BANDUNG,TEROPONGMEDIA.ID – Pemerintah Kota (Pemkot) Bandung tengah menyiapkan langkah konkret untuk mengatasi genangan air yang kerap terjadi di kawasan RW 07 Kelurahan Cimincrang, Kecamatan Gedebage.
Melalui Dinas Sumber Daya Air dan Binamarga (DSDABM), pemerintah akan melakukan pengerukan sungai dan penyediaan pompa air sebagai bagian dari upaya jangka pendek menghadapi musim hujan.
Namun, Wali Kota Bandung, Muhammad Farhan, menegaskan langkah-langkah teknis tersebut harus dibarengi dengan evaluasi menyeluruh terhadap sistem drainase agar solusi yang diterapkan bersifat permanen, bukan reaktif.
“Kalau hanya mengandalkan pompa air, genangan akan terus berulang. Kita perlu solusi permanen seperti kolam retensi yang bisa menampung limpasan air hujan,” kata Farhan, Selasa (28/10/2025).
Menindaklanjuti arahan tersebut, Kepala Pelaksana Badan Penanggulangan Bencana Daerah (BPBD) Kota Bandung, Didi Ruswandi, yang sebelumnya menjabat Kepala DSDABM, mengusulkan agar taman di kawasan Perumahan Griya Cempaka Arum dialihfungsikan sebagai kolam retensi.
Menurutnya, kolam retensi dapat menjadi solusi efektif untuk menampung limpasan air dari permukiman dan jalan raya, sekaligus mengurangi potensi banjir saat curah hujan tinggi.
“Jika taman tersebut difungsikan sebagai kolam retensi, maka aliran air dapat tertampung sementara sebelum dialirkan ke sungai utama. Ini lebih efektif dibanding hanya mengandalkan pompa,” ujar Didi.
Dalam kesempatan yang sama, Farhan juga menyoroti peningkatan intensitas banjir, genangan dan pohon tumbang yang akhir-akhir ini terjadi di berbagai wilayah Bandung. Dirinya juga menyebut, fenomena tersebut merupakan dampak nyata perubahan iklim (climate change) yang kini mulai terasa di tingkat lokal.
“Kota Bandung sekarang sedang mengalami dampak perubahan iklim. Tanah makin tidak stabil, hujan makin deras, dan angin lebih kencang.
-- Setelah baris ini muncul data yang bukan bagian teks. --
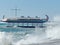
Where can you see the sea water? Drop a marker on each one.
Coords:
(49, 35)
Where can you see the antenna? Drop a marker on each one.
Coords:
(3, 16)
(16, 10)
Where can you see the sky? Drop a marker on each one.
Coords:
(30, 8)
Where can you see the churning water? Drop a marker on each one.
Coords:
(50, 35)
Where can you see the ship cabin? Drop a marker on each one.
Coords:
(24, 22)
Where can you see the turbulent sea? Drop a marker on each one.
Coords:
(49, 35)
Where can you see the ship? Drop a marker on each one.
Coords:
(26, 20)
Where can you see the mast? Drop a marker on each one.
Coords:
(16, 11)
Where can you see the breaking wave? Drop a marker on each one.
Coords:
(37, 36)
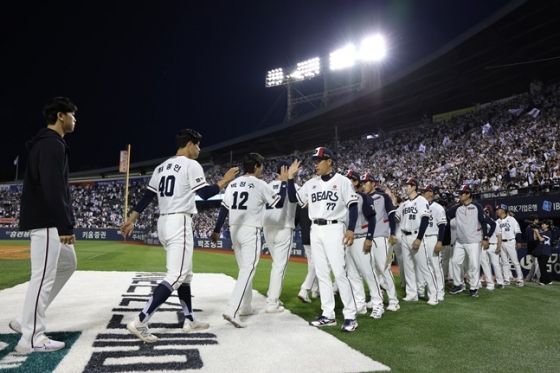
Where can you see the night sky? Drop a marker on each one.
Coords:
(141, 70)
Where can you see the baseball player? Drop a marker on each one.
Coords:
(244, 201)
(383, 237)
(175, 182)
(472, 233)
(310, 282)
(414, 216)
(331, 199)
(434, 237)
(279, 224)
(491, 256)
(46, 211)
(511, 240)
(360, 257)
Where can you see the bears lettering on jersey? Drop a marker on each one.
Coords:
(325, 195)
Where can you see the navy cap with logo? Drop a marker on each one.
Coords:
(412, 181)
(322, 153)
(282, 164)
(368, 177)
(501, 206)
(431, 188)
(353, 175)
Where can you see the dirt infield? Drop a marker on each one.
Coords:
(14, 252)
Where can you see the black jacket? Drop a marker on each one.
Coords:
(46, 200)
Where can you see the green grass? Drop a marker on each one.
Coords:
(515, 329)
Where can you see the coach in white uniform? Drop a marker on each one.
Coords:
(175, 183)
(414, 217)
(511, 238)
(472, 236)
(331, 199)
(434, 237)
(278, 229)
(244, 201)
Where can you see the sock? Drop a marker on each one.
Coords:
(184, 293)
(160, 295)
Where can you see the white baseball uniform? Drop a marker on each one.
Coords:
(490, 257)
(437, 218)
(245, 198)
(328, 203)
(510, 228)
(410, 214)
(279, 224)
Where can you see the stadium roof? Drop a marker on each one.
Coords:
(495, 59)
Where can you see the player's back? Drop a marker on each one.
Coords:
(246, 197)
(175, 181)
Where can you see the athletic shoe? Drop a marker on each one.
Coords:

Karena itu saya harus memantau langsung kondisi di lapangan,” kata Farhan.
Farhan menjelaskan, perubahan pola cuaca ekstrem ini menuntut kesiapsiagaan penuh dari seluruh jajaran Pemkot Bandung. Dirinya menegaskan pengendalian banjir kini tidak bisa hanya mengandalkan satu instansi, tetapi harus dilakukan melalui koordinasi lintas sektor.
Baca Juga:
Banjir Kawasan Gedebage Kota Bandung, Ini Kata Wali Kota Bandung
Farhan memastikan, Pemkot Bandung saat ini bekerja dalam ritme 24 jam penuh untuk merespons potensi bencana perkotaan.
Farhan pun menugaskan DSDABM, BPBD dan Dinas Kebakaran untuk siaga setiap waktu, terutama menghadapi musim hujan yang disertai cuaca ekstrem.
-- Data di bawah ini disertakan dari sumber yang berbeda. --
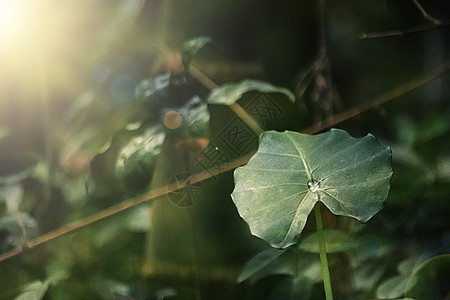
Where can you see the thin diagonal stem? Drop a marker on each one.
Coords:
(323, 254)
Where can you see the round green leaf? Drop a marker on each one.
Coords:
(276, 191)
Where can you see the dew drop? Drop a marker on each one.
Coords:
(313, 185)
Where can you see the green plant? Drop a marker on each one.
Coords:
(292, 173)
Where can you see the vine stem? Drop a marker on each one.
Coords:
(323, 254)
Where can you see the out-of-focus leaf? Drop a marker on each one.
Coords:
(191, 48)
(109, 289)
(282, 262)
(396, 286)
(136, 160)
(276, 191)
(153, 91)
(260, 261)
(292, 288)
(35, 290)
(14, 168)
(11, 234)
(12, 196)
(228, 94)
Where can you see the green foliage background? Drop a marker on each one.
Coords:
(55, 119)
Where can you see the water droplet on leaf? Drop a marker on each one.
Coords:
(313, 185)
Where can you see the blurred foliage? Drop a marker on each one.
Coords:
(85, 87)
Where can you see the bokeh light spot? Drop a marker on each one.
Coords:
(101, 73)
(173, 119)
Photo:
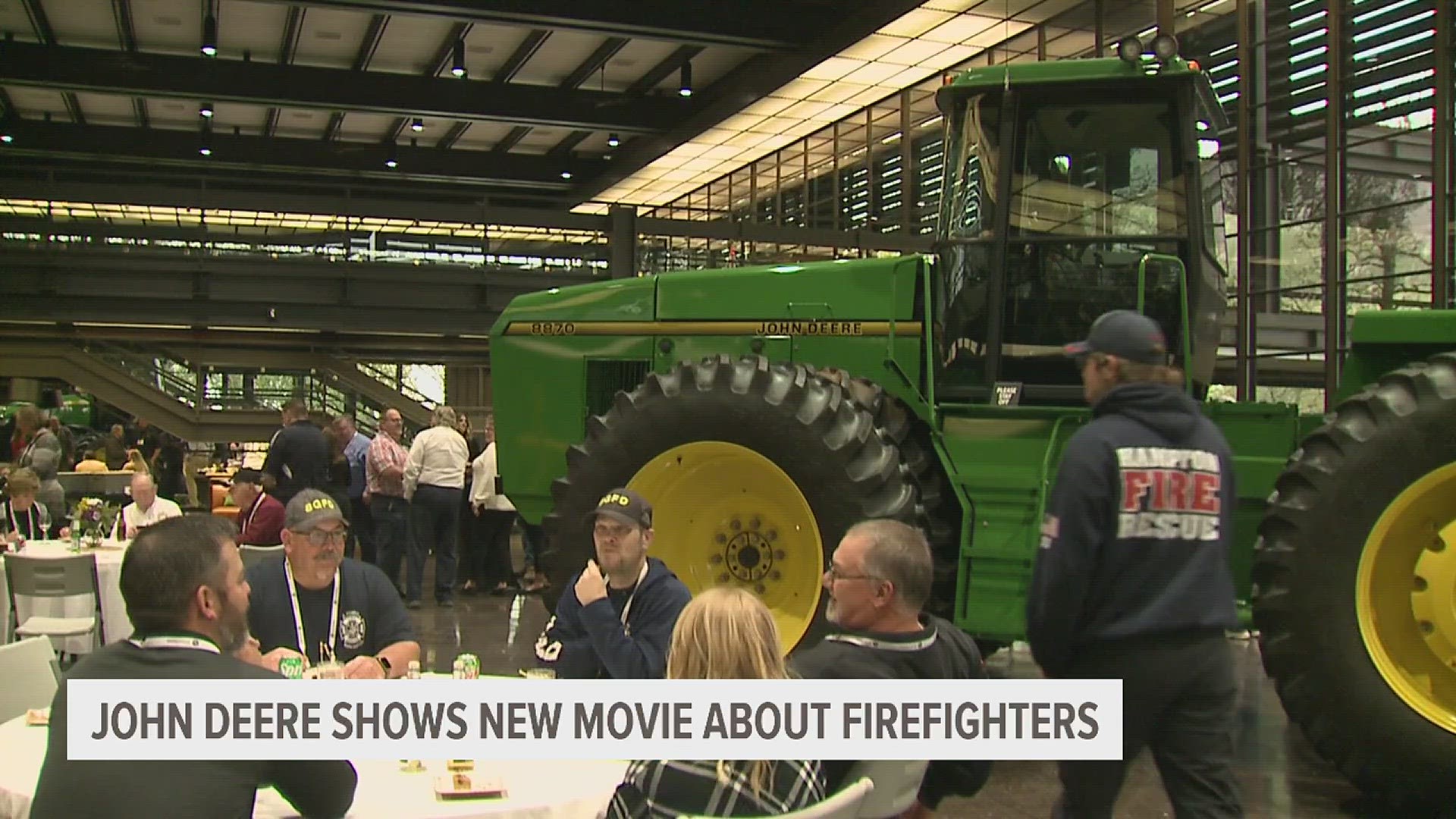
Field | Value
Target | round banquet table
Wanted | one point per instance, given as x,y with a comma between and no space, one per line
108,576
535,790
“Kami tidak bisa santai. Penanganan bencana harus cepat, terukur, dan terkoordinasi. Bandung harus siap menghadapi tantangan perubahan iklim dengan sistem kerja yang tangguh,” tegasnya.
Farhan menekankan penanganan banjir di Bandung bukan sekadar proyek infrastruktur, melainkan bagian dari visi besar pembangunan kota yang berkelanjutan.
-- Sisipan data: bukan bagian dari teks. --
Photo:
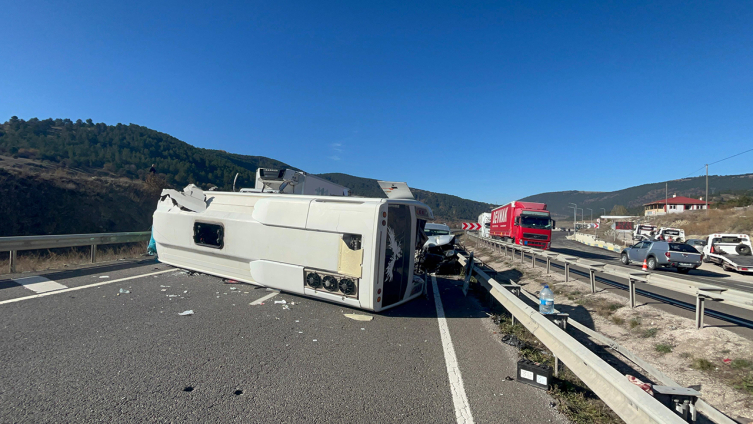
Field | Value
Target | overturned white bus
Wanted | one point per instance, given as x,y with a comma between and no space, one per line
355,251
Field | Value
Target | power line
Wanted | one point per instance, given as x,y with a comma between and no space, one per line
720,160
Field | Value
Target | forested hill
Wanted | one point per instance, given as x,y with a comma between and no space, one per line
128,151
633,198
444,206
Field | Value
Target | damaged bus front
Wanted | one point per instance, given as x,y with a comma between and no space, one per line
355,251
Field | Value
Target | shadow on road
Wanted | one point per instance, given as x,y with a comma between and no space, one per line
59,276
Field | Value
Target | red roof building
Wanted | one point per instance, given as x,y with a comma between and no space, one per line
676,204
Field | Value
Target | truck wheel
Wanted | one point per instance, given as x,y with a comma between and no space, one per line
742,250
652,263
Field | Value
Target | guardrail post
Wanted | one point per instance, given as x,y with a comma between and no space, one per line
556,366
13,260
700,309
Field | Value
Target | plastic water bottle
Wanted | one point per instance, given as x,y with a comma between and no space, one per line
546,301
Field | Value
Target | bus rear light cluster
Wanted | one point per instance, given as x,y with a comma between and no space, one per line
331,283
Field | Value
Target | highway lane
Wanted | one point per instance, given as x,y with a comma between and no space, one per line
646,294
95,354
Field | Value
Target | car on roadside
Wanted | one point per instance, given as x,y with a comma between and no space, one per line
697,244
662,254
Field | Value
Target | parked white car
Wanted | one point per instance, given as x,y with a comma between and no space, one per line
730,251
676,235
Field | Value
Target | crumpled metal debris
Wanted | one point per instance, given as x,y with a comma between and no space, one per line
514,341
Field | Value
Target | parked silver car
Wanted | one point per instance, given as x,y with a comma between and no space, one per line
697,244
662,254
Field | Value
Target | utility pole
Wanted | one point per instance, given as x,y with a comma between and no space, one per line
575,211
707,188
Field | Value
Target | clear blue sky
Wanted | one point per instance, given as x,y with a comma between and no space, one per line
489,101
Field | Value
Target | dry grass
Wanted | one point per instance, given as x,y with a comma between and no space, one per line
40,260
701,223
576,401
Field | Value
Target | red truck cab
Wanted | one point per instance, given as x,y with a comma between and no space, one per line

Farhan berharap setiap solusi yang dirancang bisa memberikan dampak jangka panjang, bukan hanya reaksi sesaat terhadap bencana.
“Kita tidak ingin hanya memadamkan masalah setiap musim hujan. Bandung harus punya sistem drainase yang modern dan tangguh menghadapi perubahan iklim,” pungkasnya.